Diventare presidente è un’ambizione di famiglia, come ha effettivamente provato suo fratello maggiore Philip, nel 1994 e nel 2007, con il 4,7% e poi il 2,2%. Il suo “Movimento per la Francia” era – manco a dirlo – un nazionalismo militante conservatore quasi vicino alle storie. Dagli anni ’80, Philip ha inventato un parco a Puy du fou (Beech Hill) sul terreno della sua famiglia, a Vendean Disneyland. Prima di Covid, era visitato ogni anno da due milioni di spettatori che sognavano di rivivere i momenti ribaltati della storia attraverso feste di falchi, le leggende dei Santi Cavalieri e la saga dei Vichinghi e dei Cavalieri di Richelieu.
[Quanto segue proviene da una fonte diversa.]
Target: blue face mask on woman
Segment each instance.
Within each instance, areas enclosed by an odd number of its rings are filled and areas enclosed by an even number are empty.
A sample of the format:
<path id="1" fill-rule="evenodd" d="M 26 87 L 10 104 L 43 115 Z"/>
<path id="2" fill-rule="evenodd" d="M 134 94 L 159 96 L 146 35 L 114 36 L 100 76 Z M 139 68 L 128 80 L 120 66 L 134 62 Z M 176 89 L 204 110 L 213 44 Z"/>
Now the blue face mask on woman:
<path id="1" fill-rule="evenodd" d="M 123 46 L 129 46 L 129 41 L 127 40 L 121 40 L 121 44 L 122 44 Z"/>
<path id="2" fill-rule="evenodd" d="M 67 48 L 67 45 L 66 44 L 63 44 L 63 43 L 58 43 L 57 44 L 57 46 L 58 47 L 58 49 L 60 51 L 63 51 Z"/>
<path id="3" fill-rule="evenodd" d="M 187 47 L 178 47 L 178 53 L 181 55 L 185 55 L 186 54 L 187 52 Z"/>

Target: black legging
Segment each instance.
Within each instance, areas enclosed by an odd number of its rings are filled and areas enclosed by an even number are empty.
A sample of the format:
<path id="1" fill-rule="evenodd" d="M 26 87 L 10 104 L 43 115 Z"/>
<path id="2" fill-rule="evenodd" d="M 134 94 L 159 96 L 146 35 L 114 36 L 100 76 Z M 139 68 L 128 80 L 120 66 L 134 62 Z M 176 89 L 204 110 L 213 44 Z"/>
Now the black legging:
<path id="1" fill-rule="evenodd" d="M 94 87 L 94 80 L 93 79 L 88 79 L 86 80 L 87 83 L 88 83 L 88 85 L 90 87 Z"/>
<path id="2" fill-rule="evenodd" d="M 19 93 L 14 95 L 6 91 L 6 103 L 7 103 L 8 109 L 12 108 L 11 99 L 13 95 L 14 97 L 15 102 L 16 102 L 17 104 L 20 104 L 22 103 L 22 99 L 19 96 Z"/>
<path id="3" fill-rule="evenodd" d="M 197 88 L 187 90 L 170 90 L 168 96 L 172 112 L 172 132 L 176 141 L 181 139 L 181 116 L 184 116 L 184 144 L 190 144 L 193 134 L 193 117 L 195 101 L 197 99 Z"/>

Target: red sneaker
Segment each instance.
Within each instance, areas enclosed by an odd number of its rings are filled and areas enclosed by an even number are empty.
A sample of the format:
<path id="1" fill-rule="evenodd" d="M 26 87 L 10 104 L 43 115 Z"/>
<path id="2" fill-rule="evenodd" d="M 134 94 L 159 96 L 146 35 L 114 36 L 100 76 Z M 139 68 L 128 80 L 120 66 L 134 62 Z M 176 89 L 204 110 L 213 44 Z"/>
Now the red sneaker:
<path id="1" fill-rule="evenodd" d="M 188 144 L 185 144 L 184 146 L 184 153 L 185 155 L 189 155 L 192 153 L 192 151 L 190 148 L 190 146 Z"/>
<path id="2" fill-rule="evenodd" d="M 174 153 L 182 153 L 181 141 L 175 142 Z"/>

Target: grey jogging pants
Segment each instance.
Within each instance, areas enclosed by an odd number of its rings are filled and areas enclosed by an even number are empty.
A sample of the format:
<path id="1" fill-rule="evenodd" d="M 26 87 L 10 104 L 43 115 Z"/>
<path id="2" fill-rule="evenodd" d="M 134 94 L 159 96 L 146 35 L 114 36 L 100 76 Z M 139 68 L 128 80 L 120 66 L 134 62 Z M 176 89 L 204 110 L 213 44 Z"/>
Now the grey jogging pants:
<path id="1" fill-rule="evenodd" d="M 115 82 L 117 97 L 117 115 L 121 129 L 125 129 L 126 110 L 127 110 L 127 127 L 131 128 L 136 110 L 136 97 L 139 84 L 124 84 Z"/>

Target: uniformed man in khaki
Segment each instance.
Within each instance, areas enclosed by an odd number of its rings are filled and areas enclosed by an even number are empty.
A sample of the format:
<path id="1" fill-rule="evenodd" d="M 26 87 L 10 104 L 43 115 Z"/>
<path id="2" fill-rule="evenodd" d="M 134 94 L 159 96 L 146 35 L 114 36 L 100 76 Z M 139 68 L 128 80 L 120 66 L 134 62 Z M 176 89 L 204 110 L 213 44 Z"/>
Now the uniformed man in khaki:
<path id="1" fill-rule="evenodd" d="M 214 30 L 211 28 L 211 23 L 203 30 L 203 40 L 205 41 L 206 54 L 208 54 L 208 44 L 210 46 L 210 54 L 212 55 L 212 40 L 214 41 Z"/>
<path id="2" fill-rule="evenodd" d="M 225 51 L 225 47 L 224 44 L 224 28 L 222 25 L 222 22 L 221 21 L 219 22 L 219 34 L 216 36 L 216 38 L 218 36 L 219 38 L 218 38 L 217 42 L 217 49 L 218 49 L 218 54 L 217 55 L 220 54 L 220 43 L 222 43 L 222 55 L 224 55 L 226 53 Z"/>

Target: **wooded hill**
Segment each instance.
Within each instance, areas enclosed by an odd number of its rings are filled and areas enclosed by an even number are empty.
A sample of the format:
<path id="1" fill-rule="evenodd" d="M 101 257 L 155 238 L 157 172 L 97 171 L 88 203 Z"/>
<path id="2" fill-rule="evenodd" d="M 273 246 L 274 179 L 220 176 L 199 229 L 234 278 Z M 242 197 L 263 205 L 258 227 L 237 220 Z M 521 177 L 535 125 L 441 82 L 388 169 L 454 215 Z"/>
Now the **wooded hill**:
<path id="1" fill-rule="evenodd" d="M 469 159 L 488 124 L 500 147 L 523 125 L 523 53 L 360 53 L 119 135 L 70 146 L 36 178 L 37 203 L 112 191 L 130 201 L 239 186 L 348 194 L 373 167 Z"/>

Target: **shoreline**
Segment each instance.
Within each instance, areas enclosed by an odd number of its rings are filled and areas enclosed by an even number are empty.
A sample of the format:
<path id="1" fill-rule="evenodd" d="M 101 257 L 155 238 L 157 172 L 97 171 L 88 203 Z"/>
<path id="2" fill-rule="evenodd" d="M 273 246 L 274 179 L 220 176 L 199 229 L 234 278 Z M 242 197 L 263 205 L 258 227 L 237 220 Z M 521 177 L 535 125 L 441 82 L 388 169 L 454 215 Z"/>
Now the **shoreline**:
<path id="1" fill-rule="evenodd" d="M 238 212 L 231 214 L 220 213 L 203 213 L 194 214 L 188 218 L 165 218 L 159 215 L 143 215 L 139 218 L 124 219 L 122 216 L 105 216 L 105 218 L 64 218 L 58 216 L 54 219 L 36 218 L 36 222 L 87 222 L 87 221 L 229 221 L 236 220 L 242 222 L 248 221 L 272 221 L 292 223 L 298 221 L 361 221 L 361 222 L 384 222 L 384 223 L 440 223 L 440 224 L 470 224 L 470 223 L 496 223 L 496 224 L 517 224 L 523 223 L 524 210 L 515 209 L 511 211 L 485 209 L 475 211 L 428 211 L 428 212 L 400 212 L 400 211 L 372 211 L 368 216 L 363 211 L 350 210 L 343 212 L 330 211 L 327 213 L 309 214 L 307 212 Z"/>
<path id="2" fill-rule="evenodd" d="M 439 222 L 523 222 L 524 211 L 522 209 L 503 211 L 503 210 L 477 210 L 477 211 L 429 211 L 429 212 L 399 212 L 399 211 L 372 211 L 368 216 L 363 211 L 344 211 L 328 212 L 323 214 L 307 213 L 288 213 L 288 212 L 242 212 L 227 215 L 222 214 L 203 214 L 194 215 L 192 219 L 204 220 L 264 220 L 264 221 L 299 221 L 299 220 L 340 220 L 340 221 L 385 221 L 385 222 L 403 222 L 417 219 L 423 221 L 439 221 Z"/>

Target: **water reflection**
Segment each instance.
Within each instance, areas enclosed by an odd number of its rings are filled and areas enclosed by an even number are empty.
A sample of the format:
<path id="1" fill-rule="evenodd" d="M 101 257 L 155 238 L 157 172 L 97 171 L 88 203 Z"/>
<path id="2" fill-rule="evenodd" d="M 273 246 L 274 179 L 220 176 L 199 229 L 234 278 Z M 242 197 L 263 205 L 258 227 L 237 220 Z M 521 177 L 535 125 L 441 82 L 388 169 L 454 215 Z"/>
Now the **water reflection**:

L’ultimo risultato politico degno di nota di Filippo è stata una visita intermittente di Vladimir Putin a Yalta nella Crimea recentemente riaperta. Colpisce il romanzo che lui stesso ha fornito nella sua autobiografia (Le moment est venu de dire ce que j’ai vu), pubblicato da Albin Michel nel 2015): “The Caesar is Back”, che scrive prostrandosi e in movimento. Al tiranno del Cremlino, il visconte di Vandea, ha chiesto niente di più e niente di meno per salvare la Francia e l’Europa cristiana dall’americanismo imperante: “In nome di Pushkin, Tolstoj, Balzac e Victor Hugo”.
Pierre de Villiers appare più episodico del suo fratello ecumenico e armonico. Quando parla un maschio di Aragona, anche Edgar Morin, Alan Finkelkraut, viene preso sul serio da una rivista come Philosohie. Si vanta di navigare a Parigi in metropolitana e mostra il suo smartphone con un’app che rileva le linee più trafficate in tempo reale. Insomma, un uomo che segue le orme di un’epoca in cui la sua candidatura potrebbe non essere affatto stravagante. Potrebbe non essere nemmeno un candidato nel 2023, ha detto Emmanuel Macron in un’intervista di due ore e mezza condotta una settimana fa sul sito di Prut per la prima volta: “In questi tre anni sono successe molte cose inaspettate …”
Così anche il generale può avere la sua possibilità.